Her first major content release is an analysis of Richard Linklater’s Waking Life, structured with her write-up, scene-by-scene interpretations (with clips where available), and related links that route back into the Brain Forest. She plans to expand into branding, perception of reality, and other mediums (epubs, books, essays, videos), while setting dated goals and tracking deadlines through a separate project management app because Obsidian lacks reminders. The project ends with an invitation: readers can visit her website, donate, and email for a link to the system.
Cornell Notes
Sana A. Ahmed built an Obsidian-based personal knowledge management system called the Brain Forest, using visual structure, emoji semantics, and graph-based navigation to make ideas easier to process and publish. She uses Obsidian’s Graph feature to understand relationships and hierarchy, and she controls clutter with the “existing files only” option to prevent empty notes from overwhelming the system. Her “Core” home note provides a bird’s-eye view of idea emergence through a four-phase flow: ingesting, digesting, consuming, and ejesting. Publishing on Obsidian Publish is designed for readers, with custom headers, a tailored theme (Cybertron-derived CSS), and consistent branding via the Futura font.
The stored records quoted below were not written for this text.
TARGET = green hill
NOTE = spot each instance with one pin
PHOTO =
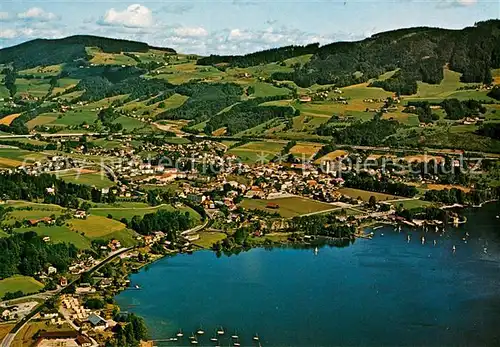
(43, 52)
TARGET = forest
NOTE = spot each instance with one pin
(44, 52)
(27, 254)
(258, 58)
(418, 53)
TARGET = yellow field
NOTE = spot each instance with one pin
(8, 119)
(41, 120)
(219, 132)
(6, 162)
(5, 329)
(365, 194)
(96, 226)
(447, 186)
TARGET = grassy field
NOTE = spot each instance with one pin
(265, 89)
(409, 204)
(288, 207)
(22, 283)
(37, 212)
(307, 149)
(33, 87)
(95, 227)
(208, 238)
(257, 152)
(335, 155)
(92, 179)
(59, 234)
(5, 328)
(365, 195)
(10, 158)
(25, 336)
(8, 119)
(128, 213)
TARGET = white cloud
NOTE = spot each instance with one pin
(456, 3)
(134, 16)
(191, 32)
(467, 2)
(8, 34)
(37, 14)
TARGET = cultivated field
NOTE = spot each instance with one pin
(365, 195)
(22, 283)
(288, 207)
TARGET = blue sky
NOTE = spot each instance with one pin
(232, 26)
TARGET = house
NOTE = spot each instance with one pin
(6, 314)
(35, 222)
(80, 214)
(97, 322)
(114, 245)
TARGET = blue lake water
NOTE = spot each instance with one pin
(380, 292)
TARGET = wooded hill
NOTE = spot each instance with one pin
(417, 53)
(43, 52)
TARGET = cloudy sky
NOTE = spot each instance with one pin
(231, 26)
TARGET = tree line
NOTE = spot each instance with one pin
(27, 254)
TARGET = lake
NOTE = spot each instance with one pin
(385, 291)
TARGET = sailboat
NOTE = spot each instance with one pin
(200, 331)
(194, 340)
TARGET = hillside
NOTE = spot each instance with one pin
(52, 52)
(418, 53)
(406, 88)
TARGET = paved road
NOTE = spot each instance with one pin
(7, 341)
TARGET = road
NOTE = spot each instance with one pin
(7, 341)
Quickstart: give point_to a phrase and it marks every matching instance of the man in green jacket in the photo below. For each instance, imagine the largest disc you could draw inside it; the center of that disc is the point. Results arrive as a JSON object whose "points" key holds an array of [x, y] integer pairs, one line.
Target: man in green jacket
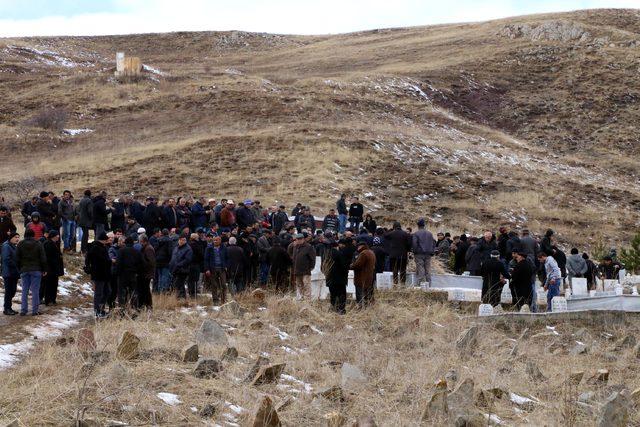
{"points": [[32, 263]]}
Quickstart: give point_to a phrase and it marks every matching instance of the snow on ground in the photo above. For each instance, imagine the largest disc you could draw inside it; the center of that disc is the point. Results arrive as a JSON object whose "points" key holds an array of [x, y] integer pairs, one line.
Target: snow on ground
{"points": [[74, 132]]}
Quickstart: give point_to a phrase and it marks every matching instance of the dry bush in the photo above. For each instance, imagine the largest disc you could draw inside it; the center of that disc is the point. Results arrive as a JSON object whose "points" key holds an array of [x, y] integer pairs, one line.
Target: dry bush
{"points": [[49, 118]]}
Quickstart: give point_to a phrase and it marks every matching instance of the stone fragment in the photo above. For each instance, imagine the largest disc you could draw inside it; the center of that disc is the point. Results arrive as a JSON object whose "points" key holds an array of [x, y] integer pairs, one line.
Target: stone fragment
{"points": [[190, 353], [266, 414], [129, 347], [268, 374], [207, 368], [211, 333]]}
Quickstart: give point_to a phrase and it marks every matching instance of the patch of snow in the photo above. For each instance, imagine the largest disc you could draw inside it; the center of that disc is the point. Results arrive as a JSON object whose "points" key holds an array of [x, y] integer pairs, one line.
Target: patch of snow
{"points": [[169, 398], [74, 132]]}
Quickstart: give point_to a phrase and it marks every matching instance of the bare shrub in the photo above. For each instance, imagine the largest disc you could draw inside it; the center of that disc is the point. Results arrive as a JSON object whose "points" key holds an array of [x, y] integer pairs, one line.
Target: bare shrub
{"points": [[49, 118]]}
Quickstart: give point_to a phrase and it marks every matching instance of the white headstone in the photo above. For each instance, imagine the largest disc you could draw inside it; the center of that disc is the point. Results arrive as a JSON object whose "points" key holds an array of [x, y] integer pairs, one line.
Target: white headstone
{"points": [[558, 304], [485, 310], [579, 286]]}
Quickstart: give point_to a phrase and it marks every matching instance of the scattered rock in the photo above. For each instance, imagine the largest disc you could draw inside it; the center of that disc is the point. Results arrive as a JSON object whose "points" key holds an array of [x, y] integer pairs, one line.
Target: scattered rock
{"points": [[232, 308], [207, 368], [262, 361], [437, 406], [129, 347], [266, 414], [614, 412], [190, 353], [211, 333], [208, 411], [467, 339], [231, 353], [600, 377], [256, 325], [352, 376], [334, 393], [576, 377], [534, 373], [268, 374], [86, 341], [335, 419]]}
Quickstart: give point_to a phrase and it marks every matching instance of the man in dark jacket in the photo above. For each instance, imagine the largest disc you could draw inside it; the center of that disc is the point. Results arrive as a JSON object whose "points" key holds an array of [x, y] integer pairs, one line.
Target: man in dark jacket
{"points": [[7, 227], [304, 261], [163, 257], [215, 269], [128, 266], [279, 265], [398, 243], [337, 275], [356, 213], [100, 213], [279, 219], [493, 274], [32, 263], [180, 264], [10, 272], [55, 268], [100, 266], [85, 219]]}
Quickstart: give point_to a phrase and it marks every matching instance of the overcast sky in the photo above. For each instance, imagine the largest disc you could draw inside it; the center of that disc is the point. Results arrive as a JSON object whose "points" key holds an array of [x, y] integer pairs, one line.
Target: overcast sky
{"points": [[99, 17]]}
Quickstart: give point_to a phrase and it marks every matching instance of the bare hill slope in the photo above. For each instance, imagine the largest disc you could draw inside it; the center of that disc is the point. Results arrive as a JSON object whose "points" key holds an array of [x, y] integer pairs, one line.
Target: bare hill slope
{"points": [[524, 121]]}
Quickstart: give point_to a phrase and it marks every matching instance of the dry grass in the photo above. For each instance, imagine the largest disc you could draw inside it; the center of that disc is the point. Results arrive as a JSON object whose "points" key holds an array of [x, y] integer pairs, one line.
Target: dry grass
{"points": [[404, 344]]}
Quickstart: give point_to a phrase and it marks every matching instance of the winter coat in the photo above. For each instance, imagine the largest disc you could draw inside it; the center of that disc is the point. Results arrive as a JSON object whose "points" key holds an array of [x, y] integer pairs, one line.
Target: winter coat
{"points": [[304, 259], [85, 212], [209, 258], [67, 209], [422, 243], [331, 223], [472, 259], [198, 216], [576, 266], [6, 227], [398, 243], [99, 261], [9, 265], [129, 262], [364, 269], [163, 254], [30, 256], [278, 220], [237, 262], [100, 210], [55, 265], [181, 259]]}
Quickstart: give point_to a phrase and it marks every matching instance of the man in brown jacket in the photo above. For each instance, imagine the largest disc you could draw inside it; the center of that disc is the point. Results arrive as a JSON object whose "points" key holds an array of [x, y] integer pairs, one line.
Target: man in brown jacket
{"points": [[364, 268], [304, 260]]}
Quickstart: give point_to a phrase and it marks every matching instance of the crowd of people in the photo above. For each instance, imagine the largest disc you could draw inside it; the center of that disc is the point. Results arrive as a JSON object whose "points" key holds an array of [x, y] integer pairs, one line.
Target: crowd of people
{"points": [[185, 246]]}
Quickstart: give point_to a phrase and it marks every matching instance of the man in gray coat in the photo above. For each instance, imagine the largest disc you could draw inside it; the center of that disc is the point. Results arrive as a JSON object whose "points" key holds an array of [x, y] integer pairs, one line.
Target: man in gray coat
{"points": [[423, 248], [85, 219]]}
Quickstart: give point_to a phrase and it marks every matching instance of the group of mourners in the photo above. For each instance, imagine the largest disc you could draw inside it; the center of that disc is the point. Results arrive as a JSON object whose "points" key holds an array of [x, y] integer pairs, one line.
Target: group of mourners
{"points": [[185, 246]]}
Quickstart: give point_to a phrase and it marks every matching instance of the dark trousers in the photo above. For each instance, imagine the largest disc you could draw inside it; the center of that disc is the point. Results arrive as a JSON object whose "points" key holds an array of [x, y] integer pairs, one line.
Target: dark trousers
{"points": [[10, 287], [364, 296], [143, 293], [179, 281], [85, 239], [101, 292], [338, 295], [217, 282], [126, 288], [399, 268], [50, 291]]}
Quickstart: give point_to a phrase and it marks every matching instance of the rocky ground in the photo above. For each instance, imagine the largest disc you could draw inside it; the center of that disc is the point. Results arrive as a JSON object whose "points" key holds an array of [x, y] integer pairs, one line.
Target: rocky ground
{"points": [[411, 359]]}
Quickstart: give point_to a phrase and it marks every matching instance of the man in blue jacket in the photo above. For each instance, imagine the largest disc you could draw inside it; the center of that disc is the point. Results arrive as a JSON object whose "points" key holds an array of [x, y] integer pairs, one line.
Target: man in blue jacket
{"points": [[10, 272], [215, 268]]}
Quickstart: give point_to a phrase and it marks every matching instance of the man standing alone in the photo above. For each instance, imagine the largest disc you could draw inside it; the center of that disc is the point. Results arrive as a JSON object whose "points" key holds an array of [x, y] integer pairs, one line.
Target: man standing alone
{"points": [[32, 263]]}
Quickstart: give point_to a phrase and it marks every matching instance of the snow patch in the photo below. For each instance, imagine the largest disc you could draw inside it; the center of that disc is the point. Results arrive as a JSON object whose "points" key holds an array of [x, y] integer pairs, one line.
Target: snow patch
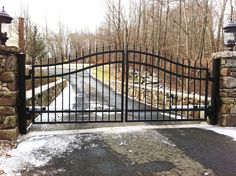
{"points": [[228, 131], [38, 151]]}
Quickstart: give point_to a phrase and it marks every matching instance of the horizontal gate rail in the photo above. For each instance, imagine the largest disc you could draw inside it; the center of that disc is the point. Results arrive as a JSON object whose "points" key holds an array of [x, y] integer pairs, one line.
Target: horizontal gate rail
{"points": [[113, 85]]}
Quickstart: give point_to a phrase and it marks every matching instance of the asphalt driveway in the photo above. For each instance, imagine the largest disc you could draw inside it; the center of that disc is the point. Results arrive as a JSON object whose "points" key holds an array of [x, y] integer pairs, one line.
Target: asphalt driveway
{"points": [[126, 151]]}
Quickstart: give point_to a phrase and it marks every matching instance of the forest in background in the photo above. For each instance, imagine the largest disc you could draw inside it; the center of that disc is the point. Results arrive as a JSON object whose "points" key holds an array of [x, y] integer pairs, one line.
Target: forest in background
{"points": [[186, 29]]}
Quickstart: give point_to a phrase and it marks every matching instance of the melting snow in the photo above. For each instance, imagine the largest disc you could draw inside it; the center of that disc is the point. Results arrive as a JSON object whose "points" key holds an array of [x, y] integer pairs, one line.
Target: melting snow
{"points": [[228, 131]]}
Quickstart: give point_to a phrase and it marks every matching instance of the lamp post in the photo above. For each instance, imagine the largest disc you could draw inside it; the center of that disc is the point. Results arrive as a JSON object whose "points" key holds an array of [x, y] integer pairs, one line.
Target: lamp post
{"points": [[230, 35], [4, 18]]}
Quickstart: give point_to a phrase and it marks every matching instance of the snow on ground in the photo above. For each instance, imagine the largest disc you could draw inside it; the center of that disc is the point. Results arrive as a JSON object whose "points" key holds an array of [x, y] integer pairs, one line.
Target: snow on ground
{"points": [[227, 131], [37, 151], [39, 147]]}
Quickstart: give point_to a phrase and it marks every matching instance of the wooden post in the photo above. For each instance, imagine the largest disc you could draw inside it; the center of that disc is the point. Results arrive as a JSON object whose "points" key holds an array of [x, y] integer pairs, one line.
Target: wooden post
{"points": [[21, 34]]}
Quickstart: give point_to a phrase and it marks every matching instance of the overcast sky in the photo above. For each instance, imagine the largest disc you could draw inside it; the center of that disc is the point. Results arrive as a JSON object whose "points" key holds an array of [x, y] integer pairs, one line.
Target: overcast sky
{"points": [[76, 14]]}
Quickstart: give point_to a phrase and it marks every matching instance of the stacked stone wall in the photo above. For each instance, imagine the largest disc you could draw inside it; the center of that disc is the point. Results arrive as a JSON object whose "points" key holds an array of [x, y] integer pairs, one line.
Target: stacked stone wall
{"points": [[227, 103], [8, 93]]}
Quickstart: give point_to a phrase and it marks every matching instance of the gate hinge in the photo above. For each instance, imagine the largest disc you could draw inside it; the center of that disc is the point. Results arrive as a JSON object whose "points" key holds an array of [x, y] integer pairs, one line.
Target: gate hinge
{"points": [[29, 75]]}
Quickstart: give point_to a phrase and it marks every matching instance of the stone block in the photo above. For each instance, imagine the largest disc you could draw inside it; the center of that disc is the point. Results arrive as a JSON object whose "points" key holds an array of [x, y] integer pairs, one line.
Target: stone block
{"points": [[7, 110], [12, 86], [226, 108], [10, 122], [7, 101], [3, 63], [11, 63], [225, 72], [227, 100], [7, 76], [230, 121], [9, 134], [2, 69], [228, 82]]}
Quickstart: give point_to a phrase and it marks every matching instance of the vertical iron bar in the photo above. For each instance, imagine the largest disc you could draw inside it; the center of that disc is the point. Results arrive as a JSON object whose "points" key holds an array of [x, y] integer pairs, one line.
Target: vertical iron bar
{"points": [[116, 65], [206, 93], [69, 88], [164, 92], [21, 106], [194, 88], [96, 83], [152, 82], [188, 79], [48, 81], [158, 80], [140, 78], [176, 89], [83, 62], [215, 91], [89, 83], [76, 87], [62, 71], [133, 83], [109, 72], [41, 90], [200, 91], [33, 90], [145, 110], [55, 93], [103, 99], [126, 52], [170, 83], [122, 85], [182, 89]]}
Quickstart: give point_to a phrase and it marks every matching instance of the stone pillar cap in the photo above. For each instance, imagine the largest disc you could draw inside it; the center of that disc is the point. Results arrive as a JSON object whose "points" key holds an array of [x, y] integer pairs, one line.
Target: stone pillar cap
{"points": [[223, 54]]}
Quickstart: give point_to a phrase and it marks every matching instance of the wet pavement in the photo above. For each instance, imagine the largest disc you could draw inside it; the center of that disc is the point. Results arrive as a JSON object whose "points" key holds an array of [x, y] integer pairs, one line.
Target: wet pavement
{"points": [[128, 151]]}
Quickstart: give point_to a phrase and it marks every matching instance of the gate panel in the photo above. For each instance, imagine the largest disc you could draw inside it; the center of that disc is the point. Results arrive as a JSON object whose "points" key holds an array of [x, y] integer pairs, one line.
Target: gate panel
{"points": [[161, 89], [91, 92], [118, 85]]}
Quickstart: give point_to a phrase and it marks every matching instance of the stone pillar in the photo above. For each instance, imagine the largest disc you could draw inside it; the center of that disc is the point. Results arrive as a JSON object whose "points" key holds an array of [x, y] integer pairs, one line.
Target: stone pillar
{"points": [[227, 94], [8, 93]]}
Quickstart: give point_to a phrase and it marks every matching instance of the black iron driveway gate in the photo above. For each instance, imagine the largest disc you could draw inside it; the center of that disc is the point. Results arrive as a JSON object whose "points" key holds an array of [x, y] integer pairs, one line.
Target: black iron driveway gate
{"points": [[116, 85]]}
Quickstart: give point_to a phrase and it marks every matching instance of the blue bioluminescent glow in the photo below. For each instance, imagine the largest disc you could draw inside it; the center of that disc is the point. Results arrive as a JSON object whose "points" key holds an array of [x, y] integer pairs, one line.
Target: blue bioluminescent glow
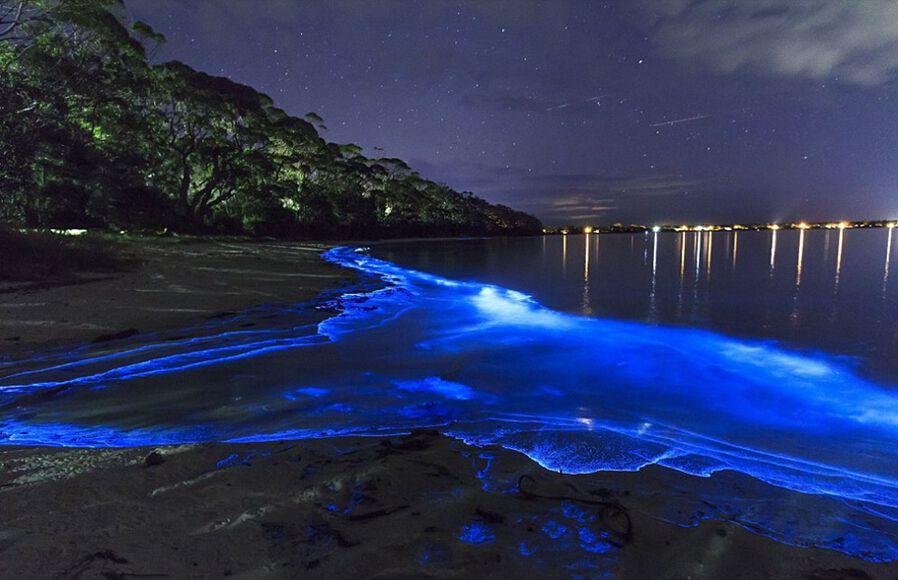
{"points": [[492, 366]]}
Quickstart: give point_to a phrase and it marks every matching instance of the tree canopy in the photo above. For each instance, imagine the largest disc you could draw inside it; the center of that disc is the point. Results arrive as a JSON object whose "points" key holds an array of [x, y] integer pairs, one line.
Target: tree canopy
{"points": [[92, 134]]}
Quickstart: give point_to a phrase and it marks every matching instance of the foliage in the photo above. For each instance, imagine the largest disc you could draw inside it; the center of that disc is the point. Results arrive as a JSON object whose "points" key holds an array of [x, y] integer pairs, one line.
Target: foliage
{"points": [[92, 134]]}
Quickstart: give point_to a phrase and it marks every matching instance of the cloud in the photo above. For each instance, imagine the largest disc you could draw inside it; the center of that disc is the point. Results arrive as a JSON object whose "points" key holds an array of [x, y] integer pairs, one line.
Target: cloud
{"points": [[853, 40]]}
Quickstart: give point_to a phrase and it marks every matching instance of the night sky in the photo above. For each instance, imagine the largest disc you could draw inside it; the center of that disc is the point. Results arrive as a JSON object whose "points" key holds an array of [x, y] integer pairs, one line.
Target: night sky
{"points": [[638, 111]]}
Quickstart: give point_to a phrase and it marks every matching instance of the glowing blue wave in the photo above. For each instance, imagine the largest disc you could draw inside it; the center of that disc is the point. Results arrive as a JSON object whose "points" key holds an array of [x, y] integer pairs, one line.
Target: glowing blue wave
{"points": [[491, 366]]}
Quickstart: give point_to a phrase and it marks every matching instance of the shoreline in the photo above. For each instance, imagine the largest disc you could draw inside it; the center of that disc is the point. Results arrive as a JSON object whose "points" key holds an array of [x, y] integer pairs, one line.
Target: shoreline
{"points": [[419, 505], [177, 285]]}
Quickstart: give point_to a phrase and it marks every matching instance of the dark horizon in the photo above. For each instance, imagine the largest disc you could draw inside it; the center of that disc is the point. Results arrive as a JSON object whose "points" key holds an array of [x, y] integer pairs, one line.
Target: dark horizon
{"points": [[585, 112]]}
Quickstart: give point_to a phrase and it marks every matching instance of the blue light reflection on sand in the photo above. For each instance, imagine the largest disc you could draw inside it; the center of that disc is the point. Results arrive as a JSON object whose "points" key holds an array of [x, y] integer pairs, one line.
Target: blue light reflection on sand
{"points": [[492, 366]]}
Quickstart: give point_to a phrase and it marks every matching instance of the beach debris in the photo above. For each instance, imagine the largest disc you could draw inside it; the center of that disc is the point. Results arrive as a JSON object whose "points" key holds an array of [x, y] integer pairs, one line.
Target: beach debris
{"points": [[610, 513], [120, 335], [154, 458]]}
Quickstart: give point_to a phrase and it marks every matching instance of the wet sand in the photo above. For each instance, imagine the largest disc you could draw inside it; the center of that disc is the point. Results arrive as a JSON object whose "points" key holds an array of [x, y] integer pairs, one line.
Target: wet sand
{"points": [[410, 506]]}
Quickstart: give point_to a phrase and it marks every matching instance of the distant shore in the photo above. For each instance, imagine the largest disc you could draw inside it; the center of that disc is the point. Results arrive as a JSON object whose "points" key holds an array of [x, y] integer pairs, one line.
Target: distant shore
{"points": [[410, 506]]}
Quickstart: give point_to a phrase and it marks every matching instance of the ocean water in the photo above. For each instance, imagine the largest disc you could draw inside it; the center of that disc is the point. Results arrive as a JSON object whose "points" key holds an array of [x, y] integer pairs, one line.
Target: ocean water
{"points": [[766, 354]]}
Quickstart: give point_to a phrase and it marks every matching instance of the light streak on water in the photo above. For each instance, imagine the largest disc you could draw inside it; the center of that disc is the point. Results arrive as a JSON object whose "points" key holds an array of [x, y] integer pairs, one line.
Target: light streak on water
{"points": [[839, 260], [885, 276], [490, 365]]}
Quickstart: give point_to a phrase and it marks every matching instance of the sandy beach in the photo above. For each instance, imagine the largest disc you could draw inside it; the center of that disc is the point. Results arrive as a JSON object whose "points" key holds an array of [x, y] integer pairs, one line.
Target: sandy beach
{"points": [[417, 505]]}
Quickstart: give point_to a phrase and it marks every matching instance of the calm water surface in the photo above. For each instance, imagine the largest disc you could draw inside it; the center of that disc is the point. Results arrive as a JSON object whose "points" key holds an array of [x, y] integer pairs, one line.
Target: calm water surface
{"points": [[828, 290], [764, 356]]}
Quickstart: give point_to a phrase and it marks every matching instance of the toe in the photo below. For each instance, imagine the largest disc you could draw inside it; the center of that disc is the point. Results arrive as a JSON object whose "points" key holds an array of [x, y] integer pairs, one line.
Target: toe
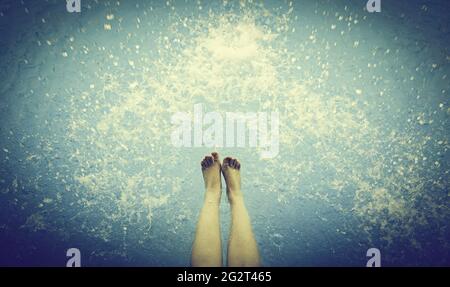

The Brain Forest also anchors her content work, starting with a structured analysis of Richard Linklater’s Waking Life.
Why does Sana A. Ahmed treat Obsidian’s Graph view as more than a visualization tool?
How does the “existing files only” setting change the day-to-day usability of the Brain Forest?
What role do emojis play in the Brain Forest’s structure and navigation?
What is the Brain Forest’s “Core,” and how does it connect to her idea of healthy consumption?
How does she balance expressive design with reader-friendly publishing?
How does the Brain Forest translate into concrete content work?
Review Questions
- How does the “existing files only” toggle help Sana A. Ahmed manage the tradeoff between exploration and long-term organization?
- In what ways do emojis function as a structural tool (not just decoration) inside the Brain Forest?
- How does the four-phase ingest/digest/consume/ejest model shape both her research workflow and her approach to publishing?
Key Points
- 1
Sana A. Ahmed’s Brain Forest uses Obsidian’s Graph view to make note relationships and hierarchy visible, supporting both coursework progress and research design.
- 2
The “existing files only” option is used to prevent empty contextual-learning notes from cluttering the system, while still allowing density to be inspected when needed.
- 3
Folder organization is intentionally minimal and clean, with emojis acting as a ranking mechanism that affects where content sits in the hierarchy.
- 4
A “Core” home note provides a bird’s-eye map of idea emergence through ingesting, digesting, consuming, and ejesting—framed as a healthier model of consumption.
- 5
Publishing on Obsidian Publish is treated as a reader experience problem, addressed with custom headers, reduced clutter, and consistent branding.
- 6
Her content pipeline starts with a structured analysis of Richard Linklater’s Waking Life and is designed to expand into other mediums and topics like branding and perception of reality.